Assisi


Assisi's photo The origin of Assisi, as for many other cities in Umbria is uncertain. It was a inhabited by the umbri, a local population settled in middle Italy. Successively it was under the influence of Etruscans and Romans, as it is well documented by the numerous vestiges of the roman municipium called Asisium.

The Ostrogoths of king Totila destroyed most of the town in 545. Assisi then came under the rule of the Lombards and later the Frankish Duchy of Spoleto.

The thriving city became an independent Ghibelline commune in the 11th century. Constantly struggling with the Guelph Perugia, it was during one of those battles, the battle at Ponte San Giovanni, that Francesco di Bernardone, (Francis of Assisi), was taken prisoner, setting in motion the events that eventually led him to live as a beggar and renounce the world.

The Rocca Maggiore, the imperial fortress on top of the Mount Subasio, was plundered by the people in 1189, but rebuilt in 1367 on orders of the papal delegate, cardinal Gil de Albornoz.

In the beginning Assisi fell under the rule of Perugia and later under several despots, such as the soldier of fortune Biordo Michellotti, Gian Galeazzo Visconti, duke of Milan, Francesco I Sforza, another duke of Milan, Jacopo Piccinino and Federico I of Montefeltro, lord of Urbino. The city went into a deep decline through the plague of the Black death in 1348 AD.

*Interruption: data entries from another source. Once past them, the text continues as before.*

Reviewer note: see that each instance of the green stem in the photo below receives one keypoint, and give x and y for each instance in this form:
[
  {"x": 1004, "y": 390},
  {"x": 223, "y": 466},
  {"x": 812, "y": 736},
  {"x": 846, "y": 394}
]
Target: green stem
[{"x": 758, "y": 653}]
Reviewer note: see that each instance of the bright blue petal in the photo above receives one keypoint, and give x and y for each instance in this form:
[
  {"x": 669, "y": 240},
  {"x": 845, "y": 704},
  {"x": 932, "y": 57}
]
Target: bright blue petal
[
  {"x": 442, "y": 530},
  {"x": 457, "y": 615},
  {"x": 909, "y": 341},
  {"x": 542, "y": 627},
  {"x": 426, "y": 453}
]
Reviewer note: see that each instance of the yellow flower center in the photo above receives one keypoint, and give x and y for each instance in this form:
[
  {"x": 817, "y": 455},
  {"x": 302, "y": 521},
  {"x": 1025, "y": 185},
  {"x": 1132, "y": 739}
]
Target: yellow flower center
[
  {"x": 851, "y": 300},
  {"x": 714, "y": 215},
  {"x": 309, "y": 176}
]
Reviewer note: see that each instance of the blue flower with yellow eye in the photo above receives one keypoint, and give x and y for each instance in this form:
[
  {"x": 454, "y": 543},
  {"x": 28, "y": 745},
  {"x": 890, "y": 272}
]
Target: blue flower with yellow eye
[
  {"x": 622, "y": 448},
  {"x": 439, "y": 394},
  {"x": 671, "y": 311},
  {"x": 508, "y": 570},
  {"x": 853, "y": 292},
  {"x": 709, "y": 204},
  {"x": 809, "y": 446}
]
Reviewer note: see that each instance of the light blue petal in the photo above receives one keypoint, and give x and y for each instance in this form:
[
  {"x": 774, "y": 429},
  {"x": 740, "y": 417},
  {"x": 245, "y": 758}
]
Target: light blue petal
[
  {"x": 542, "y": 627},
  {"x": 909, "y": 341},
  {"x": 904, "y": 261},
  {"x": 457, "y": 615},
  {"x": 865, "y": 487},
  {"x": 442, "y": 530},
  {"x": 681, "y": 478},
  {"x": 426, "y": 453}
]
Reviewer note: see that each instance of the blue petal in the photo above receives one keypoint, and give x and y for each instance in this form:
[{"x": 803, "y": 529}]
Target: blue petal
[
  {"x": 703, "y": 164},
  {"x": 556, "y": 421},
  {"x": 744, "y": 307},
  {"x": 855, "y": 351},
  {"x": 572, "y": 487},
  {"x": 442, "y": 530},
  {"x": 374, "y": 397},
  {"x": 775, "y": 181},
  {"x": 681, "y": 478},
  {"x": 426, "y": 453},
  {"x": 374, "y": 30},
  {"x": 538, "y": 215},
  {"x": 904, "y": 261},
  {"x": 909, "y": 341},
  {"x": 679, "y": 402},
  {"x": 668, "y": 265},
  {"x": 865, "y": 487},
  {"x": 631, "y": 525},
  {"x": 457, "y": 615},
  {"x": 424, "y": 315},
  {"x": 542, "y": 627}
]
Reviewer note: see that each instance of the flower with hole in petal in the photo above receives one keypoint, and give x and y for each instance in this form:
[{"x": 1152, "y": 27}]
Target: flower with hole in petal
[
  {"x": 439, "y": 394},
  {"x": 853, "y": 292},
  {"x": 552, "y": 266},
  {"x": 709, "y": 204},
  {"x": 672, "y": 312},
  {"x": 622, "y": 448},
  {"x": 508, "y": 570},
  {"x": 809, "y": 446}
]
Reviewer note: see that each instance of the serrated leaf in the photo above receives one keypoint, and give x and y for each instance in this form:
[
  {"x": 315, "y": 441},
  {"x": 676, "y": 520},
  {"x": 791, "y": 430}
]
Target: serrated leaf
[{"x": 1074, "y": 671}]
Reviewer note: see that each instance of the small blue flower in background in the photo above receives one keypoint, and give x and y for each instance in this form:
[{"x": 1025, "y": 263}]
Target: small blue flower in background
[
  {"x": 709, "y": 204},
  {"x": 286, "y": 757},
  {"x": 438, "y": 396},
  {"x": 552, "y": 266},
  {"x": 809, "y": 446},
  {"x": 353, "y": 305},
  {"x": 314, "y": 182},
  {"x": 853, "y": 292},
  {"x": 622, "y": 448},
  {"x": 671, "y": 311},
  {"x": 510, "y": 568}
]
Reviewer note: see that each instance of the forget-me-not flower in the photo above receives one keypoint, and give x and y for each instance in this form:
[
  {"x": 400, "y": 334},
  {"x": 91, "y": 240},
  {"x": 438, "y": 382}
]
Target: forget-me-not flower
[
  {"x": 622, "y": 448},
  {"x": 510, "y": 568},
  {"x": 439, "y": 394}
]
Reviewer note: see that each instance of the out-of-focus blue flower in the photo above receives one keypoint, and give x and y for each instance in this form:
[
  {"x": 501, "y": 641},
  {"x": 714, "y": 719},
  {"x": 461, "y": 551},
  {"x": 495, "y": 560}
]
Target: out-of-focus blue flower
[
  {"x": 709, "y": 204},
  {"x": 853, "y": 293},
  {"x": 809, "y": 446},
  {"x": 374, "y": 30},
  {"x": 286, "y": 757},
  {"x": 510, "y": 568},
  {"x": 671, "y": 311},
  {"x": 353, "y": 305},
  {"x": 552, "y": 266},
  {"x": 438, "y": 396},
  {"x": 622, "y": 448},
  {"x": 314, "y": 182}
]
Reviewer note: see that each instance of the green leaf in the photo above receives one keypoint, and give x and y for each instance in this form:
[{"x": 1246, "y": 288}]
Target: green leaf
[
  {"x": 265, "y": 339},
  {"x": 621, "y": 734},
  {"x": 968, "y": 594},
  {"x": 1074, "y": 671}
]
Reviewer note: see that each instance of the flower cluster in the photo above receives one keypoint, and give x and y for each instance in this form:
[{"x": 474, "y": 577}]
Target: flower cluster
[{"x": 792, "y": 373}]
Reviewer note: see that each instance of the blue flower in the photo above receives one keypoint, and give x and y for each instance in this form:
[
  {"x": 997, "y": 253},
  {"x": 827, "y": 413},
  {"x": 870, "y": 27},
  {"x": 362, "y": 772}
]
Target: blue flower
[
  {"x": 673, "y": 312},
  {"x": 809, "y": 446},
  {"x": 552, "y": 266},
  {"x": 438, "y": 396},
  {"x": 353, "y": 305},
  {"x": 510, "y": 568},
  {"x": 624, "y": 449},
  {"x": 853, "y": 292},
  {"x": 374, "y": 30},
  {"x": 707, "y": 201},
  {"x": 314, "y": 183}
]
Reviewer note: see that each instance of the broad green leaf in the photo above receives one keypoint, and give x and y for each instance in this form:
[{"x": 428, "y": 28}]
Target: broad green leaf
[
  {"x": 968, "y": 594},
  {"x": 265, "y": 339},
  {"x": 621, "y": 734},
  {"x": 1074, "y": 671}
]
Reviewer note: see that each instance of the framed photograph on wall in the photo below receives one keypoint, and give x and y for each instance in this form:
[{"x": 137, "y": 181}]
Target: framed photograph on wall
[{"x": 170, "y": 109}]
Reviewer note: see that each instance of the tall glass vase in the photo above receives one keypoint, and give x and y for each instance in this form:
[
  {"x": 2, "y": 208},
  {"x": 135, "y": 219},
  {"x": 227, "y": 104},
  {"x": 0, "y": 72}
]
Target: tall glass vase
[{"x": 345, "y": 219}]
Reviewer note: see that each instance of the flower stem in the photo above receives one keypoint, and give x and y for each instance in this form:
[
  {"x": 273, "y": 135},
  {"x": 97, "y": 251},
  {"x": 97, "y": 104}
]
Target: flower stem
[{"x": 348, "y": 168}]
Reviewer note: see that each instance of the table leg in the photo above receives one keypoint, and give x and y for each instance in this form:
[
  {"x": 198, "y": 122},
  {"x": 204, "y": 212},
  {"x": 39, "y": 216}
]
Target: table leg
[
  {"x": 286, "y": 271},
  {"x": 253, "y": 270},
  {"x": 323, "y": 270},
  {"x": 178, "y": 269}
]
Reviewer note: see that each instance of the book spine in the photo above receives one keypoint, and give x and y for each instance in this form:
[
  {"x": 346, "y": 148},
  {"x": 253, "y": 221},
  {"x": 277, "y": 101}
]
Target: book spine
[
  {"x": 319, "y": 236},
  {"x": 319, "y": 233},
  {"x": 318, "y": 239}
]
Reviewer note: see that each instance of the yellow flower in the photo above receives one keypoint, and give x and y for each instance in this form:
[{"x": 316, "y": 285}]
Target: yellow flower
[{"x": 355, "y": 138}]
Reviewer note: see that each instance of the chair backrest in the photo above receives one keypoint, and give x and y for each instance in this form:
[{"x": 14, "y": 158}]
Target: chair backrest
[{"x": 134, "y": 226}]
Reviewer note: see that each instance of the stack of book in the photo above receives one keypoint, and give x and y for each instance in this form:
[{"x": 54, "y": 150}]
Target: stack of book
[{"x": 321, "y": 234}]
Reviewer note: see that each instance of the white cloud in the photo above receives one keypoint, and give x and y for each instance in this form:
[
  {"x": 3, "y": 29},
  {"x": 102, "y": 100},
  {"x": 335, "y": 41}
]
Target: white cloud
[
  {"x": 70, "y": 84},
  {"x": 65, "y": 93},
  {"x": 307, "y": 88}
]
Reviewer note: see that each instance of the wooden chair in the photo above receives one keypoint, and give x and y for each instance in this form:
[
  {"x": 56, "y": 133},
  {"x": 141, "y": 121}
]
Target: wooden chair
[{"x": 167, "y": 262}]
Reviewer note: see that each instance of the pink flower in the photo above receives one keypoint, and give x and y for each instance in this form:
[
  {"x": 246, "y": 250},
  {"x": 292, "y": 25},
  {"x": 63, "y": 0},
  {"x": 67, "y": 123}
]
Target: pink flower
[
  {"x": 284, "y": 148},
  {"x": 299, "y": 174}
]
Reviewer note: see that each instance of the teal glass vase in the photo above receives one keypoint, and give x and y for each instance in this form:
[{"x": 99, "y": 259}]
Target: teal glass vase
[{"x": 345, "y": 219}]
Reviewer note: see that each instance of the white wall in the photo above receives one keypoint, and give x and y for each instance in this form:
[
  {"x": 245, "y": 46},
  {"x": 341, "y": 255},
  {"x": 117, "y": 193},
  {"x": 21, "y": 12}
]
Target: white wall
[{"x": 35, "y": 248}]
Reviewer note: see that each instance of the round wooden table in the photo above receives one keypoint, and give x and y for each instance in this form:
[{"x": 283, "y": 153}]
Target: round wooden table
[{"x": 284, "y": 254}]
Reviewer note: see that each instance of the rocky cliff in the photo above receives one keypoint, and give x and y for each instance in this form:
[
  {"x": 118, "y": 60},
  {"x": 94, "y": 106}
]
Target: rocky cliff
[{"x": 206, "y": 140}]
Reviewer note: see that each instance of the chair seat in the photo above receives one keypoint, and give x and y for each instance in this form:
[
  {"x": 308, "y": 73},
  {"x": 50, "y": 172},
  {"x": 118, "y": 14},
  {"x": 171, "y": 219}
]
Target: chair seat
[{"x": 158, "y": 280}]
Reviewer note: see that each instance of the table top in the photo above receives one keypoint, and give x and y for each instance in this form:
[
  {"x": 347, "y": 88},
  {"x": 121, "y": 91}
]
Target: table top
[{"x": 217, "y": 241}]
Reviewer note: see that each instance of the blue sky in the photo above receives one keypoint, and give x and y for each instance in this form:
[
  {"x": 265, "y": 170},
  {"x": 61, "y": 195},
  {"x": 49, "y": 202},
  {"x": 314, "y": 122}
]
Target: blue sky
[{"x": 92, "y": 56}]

In 1569 construction was started of the Basilica of Santa Maria degli Angeli. During the renaissance and later centuries, the city continued to develop peacefully, attested by the 17th-century palaces of the Bernabei and Giacobetti. Now the site of many a pilgrimage, Assisi is linked in legend with its native son, St. Francis. The gentle saint founded the Franciscan order and shares honors with St. Catherine of Siena as the patron saint of Italy. He is remembered by many, even non-Christians, as a lover of nature (his preaching to an audience of birds is one of the legends of his life).